Thanks to Our Man in Scotland, we recently read some comments on American creationism from “The Science Guy,” Bill Nye. Though we at ILYBYGTH don’t defend young-earth creationism, we do hope to understand it on its own terms. In that task, mainstream scientists like The Science Guy often seem uniquely unhelpful.
In a bit from February on Big Think, the well known TV science popularizer had some harsh words for those who believe in a young earth. Only when we understand the extreme age of the universe, Nye charged, does the story of life on Earth make sense. Those who try to stick to a young earth make things “fantastically complicated,” Nye insisted. “The idea of deep time,” Nye explained, “of this billions of years, explains so much of the world around us. If you try to ignore that, your world view just becomes crazy, just untenable, itself inconsistent.”
Let’s take this accusation apart a little bit. As I read it, America’s favorite nerd is not quite calling young-earthers crazy, the way Richard Dawkins likes to do. Instead, Nye is saying that trying to frame a conception of the universe that takes all the evidence into a account is crazy, unless we assume an extremely long timeframe.
Nye makes other statements about creationism that are just plain wrong, though. First, Nye ends his diatribe with a familiar “progressive” fallacy. Nye asserts that young earth belief will wither away. “In another couple centuries,” Nye states, “. . . it just won’t exist. There’s no evidence for it.” But that is not how things have worked historically. Young earth belief was far less prevalent in 1920 than it became in 1980, for instance. Some evolutionists fall into this trap of assuming that young-earth belief is strictly a matter of ignorance and isolation. As more and more people are exposed to the evidence for evolution, the assumption goes, young earth belief must surely die out. But young-earth belief has grown along with America in the twentieth century. As more and more people get more and more education, a significant minority of them are educated into young-earth belief, not away from it. As I describe in my 1920s book (Now in paperback!) anti-evolutionists in the 1920s set up a durable and influential network of schools and colleges to educate American toward young-earth belief, not away from it.
The second error Nye makes is in his opening statement. “Denial of evolution,” Nye insists, “is unique to the United States.” That is simply not true. Strong creationist movements thrive world wide, especially in Australia and New Zealand. As my mentor Ronald Numbers has explored in the new edition of his classic book The Creationists, young-earth belief is also strong in countries such as Turkey.

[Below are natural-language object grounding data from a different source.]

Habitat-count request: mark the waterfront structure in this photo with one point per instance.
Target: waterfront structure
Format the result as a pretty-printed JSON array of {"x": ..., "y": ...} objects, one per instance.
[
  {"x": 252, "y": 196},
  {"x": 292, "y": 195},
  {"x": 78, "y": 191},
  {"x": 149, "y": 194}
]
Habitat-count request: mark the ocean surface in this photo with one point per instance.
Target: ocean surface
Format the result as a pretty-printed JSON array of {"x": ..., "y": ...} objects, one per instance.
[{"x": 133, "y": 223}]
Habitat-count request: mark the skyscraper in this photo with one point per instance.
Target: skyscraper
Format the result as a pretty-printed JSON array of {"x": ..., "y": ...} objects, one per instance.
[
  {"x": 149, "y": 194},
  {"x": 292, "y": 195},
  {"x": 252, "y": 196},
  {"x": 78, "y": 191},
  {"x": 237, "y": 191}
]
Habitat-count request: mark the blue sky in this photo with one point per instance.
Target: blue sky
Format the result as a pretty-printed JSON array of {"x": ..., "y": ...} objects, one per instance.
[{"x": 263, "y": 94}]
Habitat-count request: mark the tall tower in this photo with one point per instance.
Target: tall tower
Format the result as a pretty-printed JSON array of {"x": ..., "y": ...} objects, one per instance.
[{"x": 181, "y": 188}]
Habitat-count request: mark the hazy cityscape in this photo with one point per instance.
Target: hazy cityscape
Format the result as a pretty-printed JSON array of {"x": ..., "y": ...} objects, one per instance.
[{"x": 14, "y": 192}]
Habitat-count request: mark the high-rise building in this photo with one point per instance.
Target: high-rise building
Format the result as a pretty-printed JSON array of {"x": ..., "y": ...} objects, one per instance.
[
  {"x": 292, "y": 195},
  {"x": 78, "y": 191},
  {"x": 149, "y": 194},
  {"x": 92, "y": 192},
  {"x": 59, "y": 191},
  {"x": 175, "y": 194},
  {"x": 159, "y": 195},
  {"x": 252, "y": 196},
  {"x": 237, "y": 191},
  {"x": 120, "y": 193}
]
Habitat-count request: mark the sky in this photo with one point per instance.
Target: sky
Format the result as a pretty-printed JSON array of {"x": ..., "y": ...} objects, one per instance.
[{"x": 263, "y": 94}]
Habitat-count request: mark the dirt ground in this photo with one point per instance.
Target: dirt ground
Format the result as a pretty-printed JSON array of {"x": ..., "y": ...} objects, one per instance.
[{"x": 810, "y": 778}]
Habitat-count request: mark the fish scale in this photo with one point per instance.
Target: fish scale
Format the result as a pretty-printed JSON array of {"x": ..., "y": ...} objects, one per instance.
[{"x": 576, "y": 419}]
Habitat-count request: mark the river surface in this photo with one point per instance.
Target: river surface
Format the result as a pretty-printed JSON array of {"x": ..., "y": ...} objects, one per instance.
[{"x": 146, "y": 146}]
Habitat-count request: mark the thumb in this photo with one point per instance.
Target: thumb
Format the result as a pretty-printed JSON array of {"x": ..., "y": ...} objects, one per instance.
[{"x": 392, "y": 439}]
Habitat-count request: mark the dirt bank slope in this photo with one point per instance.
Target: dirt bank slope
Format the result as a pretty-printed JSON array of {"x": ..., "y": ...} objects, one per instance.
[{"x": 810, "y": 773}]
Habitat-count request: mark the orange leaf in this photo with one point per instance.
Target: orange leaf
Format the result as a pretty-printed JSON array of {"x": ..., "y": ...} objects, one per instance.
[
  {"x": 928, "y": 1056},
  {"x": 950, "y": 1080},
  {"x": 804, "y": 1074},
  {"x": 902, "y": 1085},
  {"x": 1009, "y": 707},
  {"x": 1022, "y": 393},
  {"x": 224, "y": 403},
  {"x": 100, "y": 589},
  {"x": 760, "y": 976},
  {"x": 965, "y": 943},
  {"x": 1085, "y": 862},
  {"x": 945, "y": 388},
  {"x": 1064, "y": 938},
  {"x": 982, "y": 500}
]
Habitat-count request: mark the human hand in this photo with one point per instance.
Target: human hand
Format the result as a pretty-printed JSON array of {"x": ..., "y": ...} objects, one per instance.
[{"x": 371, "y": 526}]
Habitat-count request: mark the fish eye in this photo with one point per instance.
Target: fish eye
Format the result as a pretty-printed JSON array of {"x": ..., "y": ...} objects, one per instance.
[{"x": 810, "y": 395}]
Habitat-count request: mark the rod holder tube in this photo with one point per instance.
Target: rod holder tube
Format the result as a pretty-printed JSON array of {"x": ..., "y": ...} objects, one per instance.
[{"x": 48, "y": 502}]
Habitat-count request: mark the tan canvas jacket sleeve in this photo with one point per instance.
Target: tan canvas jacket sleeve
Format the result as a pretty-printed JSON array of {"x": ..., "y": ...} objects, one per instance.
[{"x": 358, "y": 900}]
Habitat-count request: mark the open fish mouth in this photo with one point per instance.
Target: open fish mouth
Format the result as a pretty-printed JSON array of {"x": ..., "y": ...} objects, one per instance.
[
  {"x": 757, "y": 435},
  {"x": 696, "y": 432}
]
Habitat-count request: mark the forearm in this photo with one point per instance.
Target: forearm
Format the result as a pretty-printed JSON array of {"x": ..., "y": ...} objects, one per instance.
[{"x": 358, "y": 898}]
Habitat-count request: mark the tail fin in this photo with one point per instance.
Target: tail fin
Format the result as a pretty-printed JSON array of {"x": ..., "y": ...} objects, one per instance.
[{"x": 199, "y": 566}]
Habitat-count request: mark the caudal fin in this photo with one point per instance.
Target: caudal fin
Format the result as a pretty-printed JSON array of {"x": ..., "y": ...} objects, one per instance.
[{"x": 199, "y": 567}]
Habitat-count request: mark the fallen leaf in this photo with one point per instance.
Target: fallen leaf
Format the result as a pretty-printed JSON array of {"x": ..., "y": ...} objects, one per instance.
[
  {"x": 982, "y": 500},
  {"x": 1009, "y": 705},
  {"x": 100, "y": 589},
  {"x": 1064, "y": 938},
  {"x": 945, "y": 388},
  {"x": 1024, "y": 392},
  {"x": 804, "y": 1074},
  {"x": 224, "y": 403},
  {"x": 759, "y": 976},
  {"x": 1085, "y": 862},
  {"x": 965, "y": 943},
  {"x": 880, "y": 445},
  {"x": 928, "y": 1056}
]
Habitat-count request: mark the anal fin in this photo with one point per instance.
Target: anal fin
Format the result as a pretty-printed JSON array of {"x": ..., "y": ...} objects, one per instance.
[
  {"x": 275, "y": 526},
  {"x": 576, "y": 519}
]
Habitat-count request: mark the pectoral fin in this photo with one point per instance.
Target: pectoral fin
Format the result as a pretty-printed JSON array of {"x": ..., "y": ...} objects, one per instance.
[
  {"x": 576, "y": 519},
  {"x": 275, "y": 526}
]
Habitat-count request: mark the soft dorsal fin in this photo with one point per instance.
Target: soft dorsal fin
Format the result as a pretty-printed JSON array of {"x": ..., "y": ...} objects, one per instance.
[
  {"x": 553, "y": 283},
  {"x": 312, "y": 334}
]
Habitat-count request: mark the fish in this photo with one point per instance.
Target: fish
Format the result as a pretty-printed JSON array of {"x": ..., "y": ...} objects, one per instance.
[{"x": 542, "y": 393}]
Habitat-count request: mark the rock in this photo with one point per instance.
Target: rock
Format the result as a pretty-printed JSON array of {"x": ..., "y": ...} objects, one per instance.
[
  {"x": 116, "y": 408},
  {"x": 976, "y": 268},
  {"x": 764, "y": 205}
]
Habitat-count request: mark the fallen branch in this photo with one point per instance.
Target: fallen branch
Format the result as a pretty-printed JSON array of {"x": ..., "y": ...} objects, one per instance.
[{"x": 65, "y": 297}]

Like a lot of evolutionists, Nye seems to be a particularly bad guide to the world of young-earth creationism. Perhaps because from his position firmly within the scientific mainstream, the ideas of creationism look particularly outlandish. Nye and his mainstream scientific colleagues have no ability to understand something that builds its intellectual structure upon a radically different foundation. To Nye and his ilk, the only explanation is that such thinking is crazy, etc. We at ILYBYGTH hope to understand it more profoundly.
ChazIng
/ August 29, 2012He doesn’t get engineering either. I highly doubt that even biomedical engineering requires any use for evolution.
Michael Snow
/ August 29, 2012In First Thoughts @ First Things, the author repeats this charge: “…Nye was booed and walked out on by the audience at a lecture in Waco, Texas for stating (I kid you not) that the moon reflects the light of the sun and produces no light of its own.”
His source is “Think Atheist.”
Of the popular Creationist groups in the US, I have never read or heard anyone make such a claim about the moon.
As for the Creationist claim that they take the Bible literally, they actually pick and choose and ignore the implications of the first two verses.